The method forEach() is capable of iterating over the key-value pairs of the map in parallel. The lambda expression of type BiConsumer is called with the key and value of the current iteration step. In order to visualize parallel execution we print the current threads name to the console. Keep in mind that in my case the underlying ForkJoinPool uses up to a maximum of three threads.
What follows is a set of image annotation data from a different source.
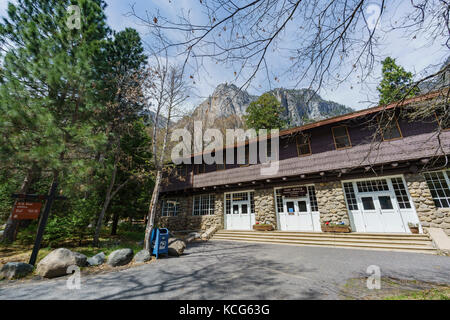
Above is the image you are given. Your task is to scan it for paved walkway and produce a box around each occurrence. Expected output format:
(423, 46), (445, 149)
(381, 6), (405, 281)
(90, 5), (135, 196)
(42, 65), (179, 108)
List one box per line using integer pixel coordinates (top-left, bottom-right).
(0, 241), (450, 300)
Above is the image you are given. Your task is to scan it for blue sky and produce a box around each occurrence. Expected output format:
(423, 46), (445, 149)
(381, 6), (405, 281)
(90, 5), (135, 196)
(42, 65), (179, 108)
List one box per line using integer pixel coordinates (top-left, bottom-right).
(0, 0), (449, 109)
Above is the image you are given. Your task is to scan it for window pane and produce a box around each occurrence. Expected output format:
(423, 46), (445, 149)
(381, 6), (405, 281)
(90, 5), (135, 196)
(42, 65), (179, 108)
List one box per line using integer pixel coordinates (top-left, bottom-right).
(361, 197), (375, 210)
(344, 182), (358, 210)
(298, 144), (311, 155)
(333, 127), (347, 137)
(298, 201), (308, 212)
(286, 201), (295, 213)
(378, 196), (394, 210)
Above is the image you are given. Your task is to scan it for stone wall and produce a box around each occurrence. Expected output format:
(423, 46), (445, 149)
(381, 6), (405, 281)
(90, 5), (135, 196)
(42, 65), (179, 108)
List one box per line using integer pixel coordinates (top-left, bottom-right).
(405, 174), (450, 235)
(315, 181), (350, 225)
(254, 188), (277, 230)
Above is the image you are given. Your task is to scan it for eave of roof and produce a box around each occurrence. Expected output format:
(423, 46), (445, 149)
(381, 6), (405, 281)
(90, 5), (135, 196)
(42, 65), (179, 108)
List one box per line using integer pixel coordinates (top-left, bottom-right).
(181, 88), (450, 158)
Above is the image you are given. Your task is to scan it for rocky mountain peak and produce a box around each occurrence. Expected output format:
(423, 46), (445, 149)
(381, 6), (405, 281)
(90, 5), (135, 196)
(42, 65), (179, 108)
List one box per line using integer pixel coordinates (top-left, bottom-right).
(186, 83), (353, 127)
map.forEach(1, (key, value) ->
    System.out.printf("key: %s; value: %s; thread: %s\n",
        key, value, Thread.currentThread().getName()));

// key: r2; value: d2; thread: main
// key: foo; value: bar; thread: ForkJoinPool.commonPool-worker-1
// key: han; value: solo; thread: ForkJoinPool.commonPool-worker-2
// key: c3; value: p0; thread: main

Search

The method search() accepts a BiFunction returning a non-null search result for the current key-value pair or null if the current iteration doesn't match the desired search criteria. As soon as a non-null result is returned further processing is suppressed. Keep in mind that ConcurrentHashMap is unordered. The search function should not depend on the actual processing order of the map. If multiple entries of the map match the given search function the result may be non-deterministic.

String result = map.search(1, (key, value) -> {
    System.out.println(Thread.currentThread().getName());
    if ("foo".equals(key)) {
        return value;
    }
    return null;
});
System.out.println("Result: " + result);

// ForkJoinPool.commonPool-worker-2
// main
// ForkJoinPool.commonPool-worker-3
// Result: bar

Here's another example searching solely on the values of the map:

String result = map.searchValues(1, value -> {
    System.out.println(Thread.currentThread().getName());
    if (value.length() > 3) {
        return value;
    }
    return null;
});

System.out.println("Result: " + result);

// ForkJoinPool.commonPool-worker-2
// main
// main
// ForkJoinPool.commonPool-worker-1
// Result: solo

Reduce

The method reduce() already known from Java 8 Streams accepts two lambda expressions of type BiFunction. The first function transforms each key-value pair into a single value of any type. The second function combines all those transformed values into a single result, ignoring any possible null values.

String result = map.reduce(1,
    (key, value) -> {
        System.out.println("Transform: " + Thread.currentThread().getName());
        return key + "=" + value;
    },
    (s1, s2) -> {
        System.out.println("Reduce: " + Thread.currentThread().getName());
        return s1 + ", " + s2;
    });

System.out.println("Result: " + result);

// Transform: ForkJoinPool.commonPool-worker-2
// Transform: main
// Transform: ForkJoinPool.commonPool-worker-3
// Reduce: ForkJoinPool.commonPool-worker-3
// Transform: main
// Reduce: main
// Reduce: main
// Result: r2=d2, c3=p0, han=solo, foo=bar

I hope you've enjoyed reading the third part of my tutorial series about Java 8 Concurrency. The code samples from this tutorial are hosted on GitHub along with many other Java 8 code snippets. You're welcome to fork the repo and try it by your own.